All these examples can allow you to maximize the time spent during a live lecture, or reduce it. You can use the live lectures to:

  • Further engage with students through activities (individual or in groups) with the same instructional time;
  • Focus more on student engagement with time-reduced instruction.
Note: You may also decide to replace an entire live session by an online module (asynchronous), and have a mix of synchronous and asynchronous with relatively equal weighting (e.g. Week 1 synchronous, Week 2 asynchronous, etc.).

2. Save time in course design and course organization

You may want to consider using a course template, a pre-created Brightspace course that can save you time in the design and organization of your course.

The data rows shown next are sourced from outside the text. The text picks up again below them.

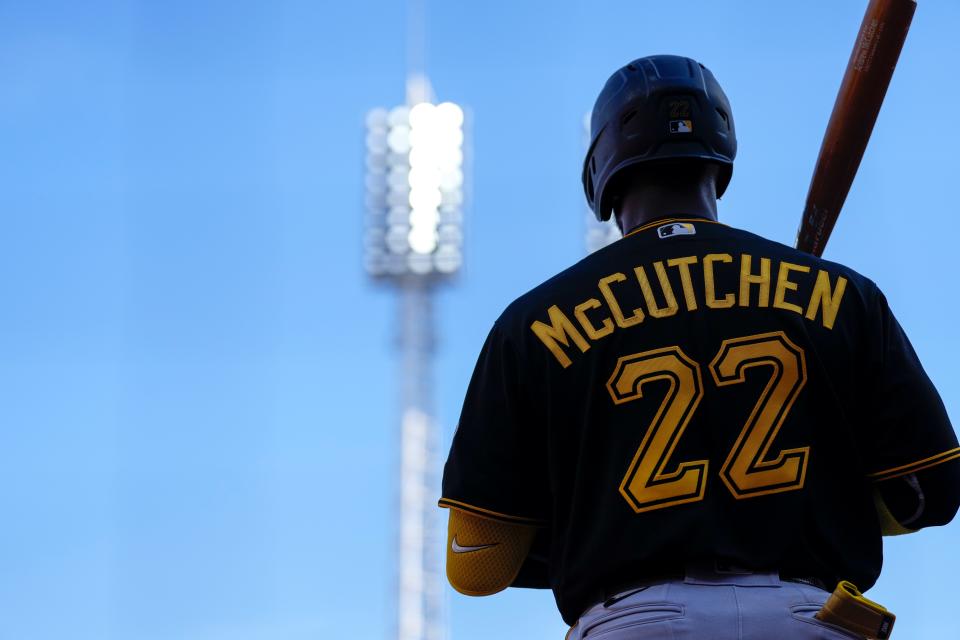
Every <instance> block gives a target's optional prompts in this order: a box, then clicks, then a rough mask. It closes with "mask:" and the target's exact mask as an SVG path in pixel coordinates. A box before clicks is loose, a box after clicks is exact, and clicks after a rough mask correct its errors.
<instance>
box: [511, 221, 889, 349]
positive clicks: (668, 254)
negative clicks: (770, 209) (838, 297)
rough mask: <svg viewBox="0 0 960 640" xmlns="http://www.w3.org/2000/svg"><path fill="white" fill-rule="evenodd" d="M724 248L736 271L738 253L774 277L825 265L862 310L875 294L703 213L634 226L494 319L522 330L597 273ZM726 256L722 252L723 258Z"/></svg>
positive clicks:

3. Simplicity and Consistency: Create a Predictable Rhythm

Regardless of the format of your course, you may want to consider organizing and structuring your course into a predictable rhythm. This rhythm will help your students organize their time and can add predictability to your course.

Structure and organize your content using Modules and sub-modules to make the content easy to access (consider the number of clicks it takes to get somewhere or access a certain document). Provide a consistent structure for the course and a consistent module sequence to lay out your course. Consistency will make it easier to think about what to develop and add to your course.

4. Consider Student Workload

When combining synchronous and asynchronous teaching, there is a risk of adding too much content online. We call this the course-and-a-half syndrome. Consider the time needed to complete the readings, learning activities and assessments. You may want to consider reducing the time of synchronous teaching.

The following document “Ensuring Appropriate Student Workload in Online Courses” (pdf) will help you determine the a well-balanced workload.

5. Consider Teaching Team workload

It is important to think about the time that you will spend developing your course, particularly the asynchronous content. Creating pre-recorded videos, learning activities and assessments online take time. If you are planning to have discussions online, how will you monitor the discussions? Planning the live lectures also requires time and practice to familiarize yourself with the web-conferencing tool options. If you are planning to use the chat, who will monitor it and answer student questions? How will you manage group work (e.g. using Breakout Rooms, Channels)?

6. Select the appropriate technology

There are various tools that can be used to support synchronous (Zoom, MS Teams, Adobe Connect) and asynchronous teaching (Brightspace), and student engagement. Here are some tips on how to select learning technology.

7. Think about your role online

This brings back to the concept of teaching presence. Everything you do online is about setting up a presence, communicating with students, facilitating discussions (synchronously or asynchronously), providing feedback, answering questions, etc.

8. Establish a clear communication strategy

This is an important if not the most important aspect of online teaching. What can be expected from you? What is the best way to reach out to you? How quickly will you respond? You may want to consider setting up virtual office hours, and use various communication tools (e.g. email, announcements, discussions). Make sure to clearly indicate your strategy to the students early in the course.

9. Give opportunities for practice

Consider frequent low-stakes assessments over high-stakes exams, giving students more opportunities to practice and demonstrate their learning. Give frequent feedback to students on their learning, and offer opportunities to receive feedback in return. Consult the Mid-course feedback survey that you can then adapt to your course needs (Word document).

10. Implement inclusive teaching practices that support student wellbeing.

Implement inclusive teaching practices that support student wellbeing. An example can be the adoption of a code of conduct for synchronous sessions, so as to establish a reassuring learning environment for all the students.